The subtle art of graduate enrollment management

March 26, 2019
  • SEM Plan Development
  • SEM Readiness Review
  • Annual Meeting
  • Strategic Enrollment Management
Graduate enrollment management (GEM) is both steeped in traditional strategic enrollment management (SEM) concepts and also distinct from it.
 
“Many of the dimensions we focus on in GEM are exactly the same as in SEM: how do you identify and connect with students; how do you walk them through the funnel so they apply and yield; once they’re on campus, how do you retain them through graduation; and how do you maintain a connection with them as alumni, as well?” said Dennis Livesay, Dean and Professor in the College of Engineering at Wichita State University (WSU).
 
“However, there’s a lot of heterogeneity among graduate programs -- you do different things for master’s students in mechanical engineering versus a PhD student in philosophy, for example,” Livesay added. “So when you’re developing a GEM framework, you have to allow different programs to take traditional EM ideas and concepts and customize them to their needs.
 
Blurring the lines: Curriculum counts
In order to successfully leverage EM principles on his campus, Livesay has developed a unique framework that blurs traditional EM with “things that are decidedly academic,” he said.
 
That means bringing administrators and faculty together to develop curriculum that better supports both academic goals and students’ professional goals -- “which can be very different more often than we care to admit,” Livesay said.
 
For example, WSU’s Counseling, Educational Leadership, Educational and School Psychology department had a small Education Specialist degree program -- a post-Master’s degree.

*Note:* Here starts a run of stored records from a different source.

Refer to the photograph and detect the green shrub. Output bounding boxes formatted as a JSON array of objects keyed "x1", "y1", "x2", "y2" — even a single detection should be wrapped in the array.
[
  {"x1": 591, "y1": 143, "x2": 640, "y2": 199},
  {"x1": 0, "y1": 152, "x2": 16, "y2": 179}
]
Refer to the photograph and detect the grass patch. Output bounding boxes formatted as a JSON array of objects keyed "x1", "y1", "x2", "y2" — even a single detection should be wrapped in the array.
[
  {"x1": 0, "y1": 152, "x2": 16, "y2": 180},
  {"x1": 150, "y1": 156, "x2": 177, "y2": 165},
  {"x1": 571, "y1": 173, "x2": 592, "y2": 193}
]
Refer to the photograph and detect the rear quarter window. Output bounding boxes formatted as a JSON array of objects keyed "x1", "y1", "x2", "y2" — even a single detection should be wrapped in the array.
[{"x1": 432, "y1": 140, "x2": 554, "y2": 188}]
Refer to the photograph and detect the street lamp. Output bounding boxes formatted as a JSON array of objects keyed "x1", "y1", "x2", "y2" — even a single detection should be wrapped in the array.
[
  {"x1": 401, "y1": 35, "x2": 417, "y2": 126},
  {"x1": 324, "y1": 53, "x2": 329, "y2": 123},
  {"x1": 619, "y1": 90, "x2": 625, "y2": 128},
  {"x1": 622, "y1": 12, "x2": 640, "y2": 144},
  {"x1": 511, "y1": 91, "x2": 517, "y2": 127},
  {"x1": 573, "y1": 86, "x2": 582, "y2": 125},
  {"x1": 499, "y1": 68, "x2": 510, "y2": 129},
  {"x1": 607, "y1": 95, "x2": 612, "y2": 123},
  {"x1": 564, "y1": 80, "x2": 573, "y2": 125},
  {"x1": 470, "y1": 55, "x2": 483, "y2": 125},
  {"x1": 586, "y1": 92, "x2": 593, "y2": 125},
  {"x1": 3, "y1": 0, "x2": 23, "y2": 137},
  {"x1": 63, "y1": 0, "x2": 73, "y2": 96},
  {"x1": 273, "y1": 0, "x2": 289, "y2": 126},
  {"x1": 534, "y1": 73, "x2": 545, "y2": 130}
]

With a new chair came a new look at the long-standing program, including roundtable meetings with stakeholders and students, a program redesign, and the development of a clear pathway into the program straight from undergrad.
 
“Within a year we had quadrupled enrollment in that program, and now we’re talking about hiring faculty and recruiting out of state,” Livesay said. “Normally when you want to increase enrollment, programs ask for increased spending on marketing or assistantships. Here being able to align the curriculum with industry and student needs already has lead to a huge improvement and transformed it into a department worth investing in.”
 
Alternate/stackable credentials: What keeps a dean up at night
Another factor contributing to the shifting world of GEM is the rise of alternate credentialing. Stackable credentials and competency-based learning are driving an ‘unbundling’ of higher education and creating opportunities to improve student access and better align to professional needs.
 
“What does credentialing outside of bachelor’s, master’s, doctorate look like?” he asked. “A lot of alternate credentials are competency based, and often tied to industry prep. That’s a brave new world in higher education, and we’re trying to figure out what it looks like.”
 
Much of the cutting edge education isn’t necessarily happening at higher education institutions, which may completely change the face of career preparation.
 
“What keeps me up at night isn’t what they’re doing at our peer institutions,” Livesay said. “It’s what they’re doing at Google and Amazon. There are lots of new players with capital coming into this space.”
 
That isn’t entirely unrelated to GEM strategies, he noted. Many schools are considering whole new degree-like products that were never thought about in past. Wichita State University has developed a variety of alternative credentials and is the first to offer 0.5-1.0 credit competency-based badges for graduate credit, as well as developing a variety of degree programs that use certificates as stackable components of undergraduate and graduate degrees.
 
The strengths and weaknesses of the blurred model and the role of stackable credentials
At the 2019 AACRAO Annual Meeting, Livesay will share his experience with the blurred model of GEM -- including its strengths and weaknesses, tips for dealing with faculty, as well as advice for building a customizable framework that’s flexible enough to allow for program variation but not so amorphous as to be unwieldy -- at the Graduate and Professional School Luncheon on Monday of the Annual Meeting (April 1).
 
In addition, Livesay is offering a regular session on Tuesday afternoon of the meeting,  “A Brave New World: Stackable Credentials and Competency-Based Learning.”